Has anyone used KTM 9 Water Based Lacquer?..I have always used French Polish but was never happy with the way it was easily scratched or damaged with sweat...I bought a can of this stuff to give it a try..I am using an old French Polished guitar to try it on....I just lightly sanded the surface and started to apply KTM9....(May be a mistake...Don't really know if it will stick or not)...Seems to go on nicely using a foam roller and using a foam brush to take out the bubbles..6 coats.Sanded it back with 400 grit wet dry sandpaper...Looks good so far...Waiting for some very fine sand papers to arrive before I can finish sanding...
Does anyone use a guitar with this finish? If so how is it holding up to scratches and sweat?...Any info would be a big help ..Thanks,Larry


----------



## n.milburn (Apr 5, 2011)

Larry, I'm not sure why you would sand the finish. I'd think about using alcohol to rub off the present shellac (French polish). But, there are many ways to skin a cat. I would think you'd want to remove most of the shellac in order to avoid having too thick a finish on the instrument. I am considering using the KTM 9 product on a present instrument, but unfortunately don't have much information to share, other than the fact that it is apparently able to adhere well to shellac (if used as a seal-coat).

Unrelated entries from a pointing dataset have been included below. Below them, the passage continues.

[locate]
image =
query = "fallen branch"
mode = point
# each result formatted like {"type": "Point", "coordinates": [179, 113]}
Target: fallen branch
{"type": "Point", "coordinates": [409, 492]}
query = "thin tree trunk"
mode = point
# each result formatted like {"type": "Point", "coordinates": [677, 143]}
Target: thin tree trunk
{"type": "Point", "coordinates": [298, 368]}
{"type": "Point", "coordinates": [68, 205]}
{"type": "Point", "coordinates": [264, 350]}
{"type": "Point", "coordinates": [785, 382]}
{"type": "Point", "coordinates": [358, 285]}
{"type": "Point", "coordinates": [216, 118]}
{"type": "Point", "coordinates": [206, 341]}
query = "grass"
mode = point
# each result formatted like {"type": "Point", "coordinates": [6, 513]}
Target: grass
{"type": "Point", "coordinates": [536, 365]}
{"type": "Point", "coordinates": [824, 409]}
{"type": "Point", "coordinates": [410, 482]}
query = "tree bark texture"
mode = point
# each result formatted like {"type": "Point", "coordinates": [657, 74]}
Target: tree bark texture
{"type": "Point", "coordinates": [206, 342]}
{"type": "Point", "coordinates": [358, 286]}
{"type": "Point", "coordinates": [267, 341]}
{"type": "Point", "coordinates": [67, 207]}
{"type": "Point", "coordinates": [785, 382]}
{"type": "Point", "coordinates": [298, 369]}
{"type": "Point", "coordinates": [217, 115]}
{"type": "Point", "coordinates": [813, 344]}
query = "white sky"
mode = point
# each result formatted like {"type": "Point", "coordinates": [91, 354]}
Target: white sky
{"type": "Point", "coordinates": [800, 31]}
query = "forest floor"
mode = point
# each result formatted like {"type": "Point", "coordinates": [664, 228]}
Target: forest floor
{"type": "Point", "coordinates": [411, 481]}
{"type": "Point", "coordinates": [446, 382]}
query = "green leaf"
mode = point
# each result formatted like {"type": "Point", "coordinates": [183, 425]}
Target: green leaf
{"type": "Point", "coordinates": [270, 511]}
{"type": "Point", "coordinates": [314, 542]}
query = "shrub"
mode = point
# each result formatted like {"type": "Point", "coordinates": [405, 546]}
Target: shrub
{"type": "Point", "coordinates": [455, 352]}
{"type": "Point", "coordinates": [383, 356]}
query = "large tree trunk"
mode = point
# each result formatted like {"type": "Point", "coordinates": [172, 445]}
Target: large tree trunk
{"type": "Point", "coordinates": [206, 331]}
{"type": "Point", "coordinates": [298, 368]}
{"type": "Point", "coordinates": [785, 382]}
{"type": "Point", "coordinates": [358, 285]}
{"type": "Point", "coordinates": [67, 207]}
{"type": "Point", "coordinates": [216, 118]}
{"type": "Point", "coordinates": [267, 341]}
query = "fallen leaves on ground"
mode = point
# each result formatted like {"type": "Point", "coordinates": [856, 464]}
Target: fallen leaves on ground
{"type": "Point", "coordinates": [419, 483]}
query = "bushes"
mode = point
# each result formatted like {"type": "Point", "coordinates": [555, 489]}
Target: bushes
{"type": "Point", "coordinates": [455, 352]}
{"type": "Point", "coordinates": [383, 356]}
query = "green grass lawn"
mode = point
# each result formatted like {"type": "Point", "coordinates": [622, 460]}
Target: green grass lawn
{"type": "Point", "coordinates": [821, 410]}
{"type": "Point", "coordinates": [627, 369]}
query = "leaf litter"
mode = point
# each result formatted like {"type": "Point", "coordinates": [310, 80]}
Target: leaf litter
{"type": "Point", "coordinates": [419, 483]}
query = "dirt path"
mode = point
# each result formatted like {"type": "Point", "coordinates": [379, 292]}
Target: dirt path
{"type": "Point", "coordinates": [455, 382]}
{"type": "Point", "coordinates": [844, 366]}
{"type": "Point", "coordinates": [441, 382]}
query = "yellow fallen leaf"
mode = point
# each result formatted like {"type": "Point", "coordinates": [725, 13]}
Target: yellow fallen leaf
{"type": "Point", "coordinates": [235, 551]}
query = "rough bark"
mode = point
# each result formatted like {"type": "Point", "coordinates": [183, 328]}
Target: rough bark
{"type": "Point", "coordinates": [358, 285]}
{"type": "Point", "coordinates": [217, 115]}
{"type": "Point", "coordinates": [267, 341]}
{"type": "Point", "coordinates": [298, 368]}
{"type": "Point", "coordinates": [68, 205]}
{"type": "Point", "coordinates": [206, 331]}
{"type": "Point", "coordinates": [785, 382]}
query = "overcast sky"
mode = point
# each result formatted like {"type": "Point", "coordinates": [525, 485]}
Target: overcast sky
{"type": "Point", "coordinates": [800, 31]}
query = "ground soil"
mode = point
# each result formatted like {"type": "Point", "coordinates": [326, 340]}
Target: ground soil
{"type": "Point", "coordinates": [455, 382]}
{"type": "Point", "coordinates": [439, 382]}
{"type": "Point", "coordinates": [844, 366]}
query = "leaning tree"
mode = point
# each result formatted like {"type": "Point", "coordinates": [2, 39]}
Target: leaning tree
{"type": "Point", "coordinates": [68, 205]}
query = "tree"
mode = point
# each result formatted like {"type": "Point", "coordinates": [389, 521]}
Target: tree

There is a Canadian product that seems pretty similar. Saman waterbased varnish. A quick websearch will lead you to their website. The high gloss version would be the one to look for. I'm going to be testing some wood with this in the very near future, so I'll try to remember to post results.

Cheers!

Ned.


----------



## Lab123 (May 27, 2007)

Hi Ned...Thanks for the reply..I lightly sanded with 1000 wet dry sandpaper..Just to get rid of any surface grit...I did use alcohol to clean afterwards...My guitars are bolt on necks ...I removed the neck and completely sanded it back to bare wood...The body still has the Shellac undercoating...This stuff seems to cover very nicely...Going to let it cure for about a Month before I give it a final leveling and buffing...I will post the results....Larry


----------



## dradlin (Feb 27, 2010)

Shellac is generally a good base for various top coats - it sticks to lots and lots sticks to it. I have no experience with the KTM product, but use shellac under Target water based EM6000 successfully.


----------



## Lab123 (May 27, 2007)

I 've been looking at Stu-Macs "Target Emtech-7000 HBC"....Just might give this one a try also...Did you buy the EM 6000 here in Canada?


----------



## dradlin (Feb 27, 2010)

You can buy Target products in Canada from woodessence.com


----------



## Lab123 (May 27, 2007)

Thanks for the link...I ordered some from them...Jeff E-mailed me back..He said this stuff could possibly be brushed on but spraying is the best option...Worth a try both ways..


----------